The Hopkinton Cultural Council is part of a network of 329 local cultural councils (LCC) serving all 351 cities and towns in the Commonwealth. The LCC program is the largest grassroots cultural funding network in the nation, supporting thousands of community-based projects in the arts, sciences and humanities every year. The state legislature provides an annual appropriation to the Massachusetts Cultural Council, a state agency, which then allocates funds to each community.
The Hopkinton Cultural Council will seek applications again in the fall. Information and forms are available online at www.massculturalcouncil.org or via email at email@example.com.
For more information about the grant reception, contact HCC member Rick Jacobs at firstname.lastname@example.org.
HCA receives state grant
The Hopkinton Center for the Arts was award a two-year grant worth $3,000 from the Mass.

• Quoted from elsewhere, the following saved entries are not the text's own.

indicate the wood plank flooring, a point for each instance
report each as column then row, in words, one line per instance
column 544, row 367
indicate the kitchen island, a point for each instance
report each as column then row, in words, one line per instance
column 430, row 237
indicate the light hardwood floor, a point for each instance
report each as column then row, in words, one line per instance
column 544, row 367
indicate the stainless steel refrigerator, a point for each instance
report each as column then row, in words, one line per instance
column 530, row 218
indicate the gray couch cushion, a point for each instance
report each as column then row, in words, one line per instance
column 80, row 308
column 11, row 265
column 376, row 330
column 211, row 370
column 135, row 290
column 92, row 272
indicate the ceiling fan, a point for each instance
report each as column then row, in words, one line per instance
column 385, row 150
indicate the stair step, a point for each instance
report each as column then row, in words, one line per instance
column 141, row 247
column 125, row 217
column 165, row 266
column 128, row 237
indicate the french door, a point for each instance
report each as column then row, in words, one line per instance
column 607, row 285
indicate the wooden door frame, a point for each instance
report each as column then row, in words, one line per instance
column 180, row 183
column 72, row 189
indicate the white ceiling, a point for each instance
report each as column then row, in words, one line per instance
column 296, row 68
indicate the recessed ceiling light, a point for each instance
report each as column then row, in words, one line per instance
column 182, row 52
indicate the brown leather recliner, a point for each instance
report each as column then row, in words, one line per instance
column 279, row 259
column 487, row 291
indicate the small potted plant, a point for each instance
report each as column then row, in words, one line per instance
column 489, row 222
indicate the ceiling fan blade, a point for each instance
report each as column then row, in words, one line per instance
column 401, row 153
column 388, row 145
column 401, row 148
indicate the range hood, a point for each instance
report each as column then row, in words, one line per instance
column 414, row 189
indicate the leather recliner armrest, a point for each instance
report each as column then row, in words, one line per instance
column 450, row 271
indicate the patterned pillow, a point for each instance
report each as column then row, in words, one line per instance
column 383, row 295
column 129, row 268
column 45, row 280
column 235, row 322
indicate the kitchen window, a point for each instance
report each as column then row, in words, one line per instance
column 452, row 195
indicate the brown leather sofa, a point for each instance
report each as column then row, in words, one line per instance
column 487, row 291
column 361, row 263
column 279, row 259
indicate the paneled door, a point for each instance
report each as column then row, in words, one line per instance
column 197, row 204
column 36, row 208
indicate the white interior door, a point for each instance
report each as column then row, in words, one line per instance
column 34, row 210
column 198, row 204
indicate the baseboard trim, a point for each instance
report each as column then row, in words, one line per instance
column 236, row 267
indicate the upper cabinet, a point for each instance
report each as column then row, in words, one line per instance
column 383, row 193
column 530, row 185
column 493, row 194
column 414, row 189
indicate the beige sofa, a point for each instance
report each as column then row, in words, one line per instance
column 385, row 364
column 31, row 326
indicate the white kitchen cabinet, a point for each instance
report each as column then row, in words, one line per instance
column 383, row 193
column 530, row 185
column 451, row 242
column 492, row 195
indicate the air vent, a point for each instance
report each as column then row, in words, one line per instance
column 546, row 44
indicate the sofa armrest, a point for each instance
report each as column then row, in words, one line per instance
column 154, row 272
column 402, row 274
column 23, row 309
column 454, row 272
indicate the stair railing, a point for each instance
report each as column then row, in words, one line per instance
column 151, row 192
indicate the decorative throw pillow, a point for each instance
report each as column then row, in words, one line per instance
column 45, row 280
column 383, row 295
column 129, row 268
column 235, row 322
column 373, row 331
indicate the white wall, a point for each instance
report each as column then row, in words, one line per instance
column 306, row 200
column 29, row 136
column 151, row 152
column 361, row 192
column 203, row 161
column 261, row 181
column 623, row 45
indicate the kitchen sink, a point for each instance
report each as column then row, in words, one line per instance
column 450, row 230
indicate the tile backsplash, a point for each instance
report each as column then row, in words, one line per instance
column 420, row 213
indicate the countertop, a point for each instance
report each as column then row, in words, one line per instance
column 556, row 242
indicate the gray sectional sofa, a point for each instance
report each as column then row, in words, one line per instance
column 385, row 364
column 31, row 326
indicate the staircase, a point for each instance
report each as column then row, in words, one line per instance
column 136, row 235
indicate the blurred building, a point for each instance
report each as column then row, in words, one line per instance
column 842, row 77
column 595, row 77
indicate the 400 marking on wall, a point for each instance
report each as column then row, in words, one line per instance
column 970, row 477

Cultural Council through its Cultural Investment Portfolio Gateway program. This program provides general operating support and project grants to nonprofit organizations with public programs in the arts, sciences and humanities across the state.
The MCC CIP Gateway grant funds are to support the HCA’s organizational goals and to maintain ongoing programs, services, and facilities.
Selection for the Gateway program is highly competitive. Applicants are scored on criteria of public value and organizational capacity and sustainability, and applications are accepted only every other year. Demand to participate is high because, in addition to the financial support, the Gateway is the on-ramp (after four years), to CIP and its larger, formula-based unrestricted operating support grants.
“I loved the arts as a child and continue to love them as an adult. Public support of the arts enriches lives by providing access to arts education and culture, fostering connection within the community,” said State Rep. Carolyn Dykema. “The HCA is critical to providing access to these programs in Hopkinton and the region.”
The CIP grant will allow the HCA to continue its mission of bringing arts education to Boston’s Metrowest communities. In 2018, HCA educational programs served more than 2,000 students and provided opportunities for study in the creative arts for students with disabilities and those in need of financial assistance through its scholarship program. The HCA has positioned itself as a leading center for the arts in Massachusetts through performing and visual arts events such as free Shakespeare in the summer, art exhibits and talks by Massachusetts artists, local band series, a cultural series, and its children’s entertainment series.
“The support we receive from the Mass. Cultural Council goes beyond the financial support,” said HCA director Kelly Grill. “We wouldn’t be here today without their guidance and help. The grant is an affirmation that they are aware of the work and quality arts programming we provide to our corner of the Metrowest.”